The Transformer architecture has pushed state-of-the-art Natural Language Processing to new heights in the past few years. As with so many Deep Learning architectures, explainability is low and getting insight into why these mechanisms work so well in specific situations can be problematic.
Projects such as BertViz, Tensor2Tensor, and Captum work towards solving this problem by providing tools to visualize the attention patterns produced by one or more attention heads across layers of a Transformer, or the query and key vectors that are used to compute attention heads.
While these type of visualizations of the attention heads are ... visually interesting, and can definitely provide insight into specific examples, it is very difficult for the human eye to correlate and find meaning in the patterns in these images - especially across many heads,layers, and input examples.
Here we propose to utilize a series of transformations combined with traditional machine learning clustering methods to identify patterns across all of the attention heads produced across a dataset. This, we believe, will give some insight into the ability of transformers ability to encode information into the attention mechanism, and information about the locality in the layer/head matrix.

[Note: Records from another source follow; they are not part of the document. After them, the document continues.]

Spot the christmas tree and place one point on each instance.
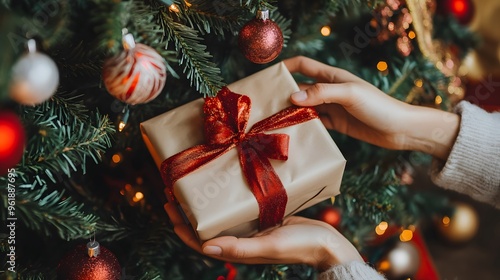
(79, 168)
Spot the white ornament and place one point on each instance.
(35, 77)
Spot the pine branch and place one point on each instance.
(63, 137)
(201, 72)
(108, 18)
(368, 195)
(49, 212)
(217, 16)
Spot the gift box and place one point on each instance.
(217, 197)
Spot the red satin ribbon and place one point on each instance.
(226, 118)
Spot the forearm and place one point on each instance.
(431, 131)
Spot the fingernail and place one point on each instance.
(212, 250)
(299, 96)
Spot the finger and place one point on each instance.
(321, 72)
(238, 248)
(324, 93)
(174, 214)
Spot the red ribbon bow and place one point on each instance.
(226, 118)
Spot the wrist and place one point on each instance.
(432, 131)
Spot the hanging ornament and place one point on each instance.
(91, 262)
(331, 215)
(260, 40)
(400, 262)
(35, 77)
(12, 140)
(137, 74)
(461, 226)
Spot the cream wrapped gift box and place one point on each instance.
(216, 197)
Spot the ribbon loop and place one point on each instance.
(226, 118)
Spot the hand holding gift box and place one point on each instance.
(229, 192)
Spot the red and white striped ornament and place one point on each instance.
(136, 75)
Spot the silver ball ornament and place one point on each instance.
(400, 262)
(35, 78)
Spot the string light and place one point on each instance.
(412, 35)
(174, 8)
(121, 126)
(137, 197)
(382, 66)
(446, 221)
(438, 100)
(381, 228)
(326, 30)
(116, 158)
(406, 235)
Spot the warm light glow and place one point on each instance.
(446, 221)
(382, 66)
(384, 265)
(406, 235)
(383, 225)
(139, 180)
(121, 126)
(459, 6)
(412, 35)
(326, 30)
(390, 26)
(9, 138)
(174, 8)
(116, 158)
(438, 100)
(379, 231)
(138, 196)
(381, 228)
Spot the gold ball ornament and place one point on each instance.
(35, 77)
(461, 226)
(402, 261)
(260, 40)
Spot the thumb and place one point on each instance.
(323, 93)
(235, 248)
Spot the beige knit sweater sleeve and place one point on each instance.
(472, 168)
(355, 270)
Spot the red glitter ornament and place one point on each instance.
(260, 40)
(12, 140)
(91, 262)
(331, 216)
(136, 75)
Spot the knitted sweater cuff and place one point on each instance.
(473, 165)
(355, 270)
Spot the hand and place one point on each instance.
(297, 240)
(352, 106)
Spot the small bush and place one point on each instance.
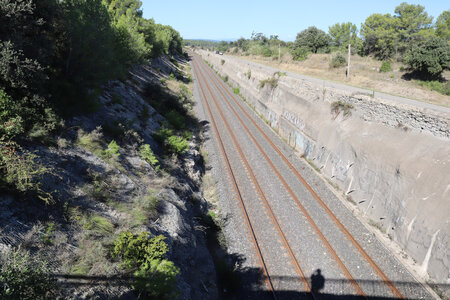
(338, 61)
(177, 144)
(174, 144)
(144, 114)
(429, 58)
(145, 208)
(176, 119)
(21, 277)
(22, 172)
(146, 153)
(112, 151)
(91, 141)
(46, 237)
(272, 82)
(155, 276)
(98, 225)
(438, 86)
(11, 123)
(339, 106)
(116, 99)
(385, 66)
(300, 53)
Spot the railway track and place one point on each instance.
(292, 229)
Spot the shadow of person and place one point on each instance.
(317, 281)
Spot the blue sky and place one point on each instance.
(232, 19)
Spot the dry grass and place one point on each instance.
(364, 73)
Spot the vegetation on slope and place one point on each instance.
(408, 36)
(55, 58)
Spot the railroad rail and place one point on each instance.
(204, 74)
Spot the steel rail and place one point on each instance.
(302, 208)
(238, 193)
(385, 279)
(261, 194)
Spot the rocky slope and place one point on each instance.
(97, 195)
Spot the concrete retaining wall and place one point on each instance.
(392, 159)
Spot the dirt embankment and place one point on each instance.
(102, 189)
(389, 160)
(364, 73)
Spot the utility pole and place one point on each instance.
(279, 53)
(348, 61)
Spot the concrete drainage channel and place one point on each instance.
(342, 173)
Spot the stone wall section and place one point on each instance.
(392, 159)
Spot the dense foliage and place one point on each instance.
(55, 54)
(23, 278)
(146, 256)
(429, 58)
(314, 39)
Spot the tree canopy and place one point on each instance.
(313, 39)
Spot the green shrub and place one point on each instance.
(98, 225)
(146, 153)
(272, 82)
(11, 123)
(155, 276)
(429, 58)
(174, 144)
(177, 144)
(163, 134)
(99, 190)
(114, 129)
(22, 172)
(438, 86)
(116, 99)
(46, 237)
(138, 250)
(385, 66)
(112, 151)
(158, 281)
(144, 114)
(21, 277)
(145, 208)
(176, 119)
(338, 61)
(91, 141)
(300, 53)
(186, 134)
(339, 106)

The attention computed by each head in each layer of the Transformer architecture is a matrix of values made up elements corresponding to a weight mapping each token in the input sequence to every other token. The proposed architecture will consist of collecting these attention matrices, and transforming them into a more computationally feasible dimensional space by utilizing a pre-trained self-supervised image classification model for feature extraction. The output will then be analyzed by more traditional machine learning methods such as KMeans and DBSCAN. Learned clusters will then be correlated with their corresponding head, layer, and input example for analysis.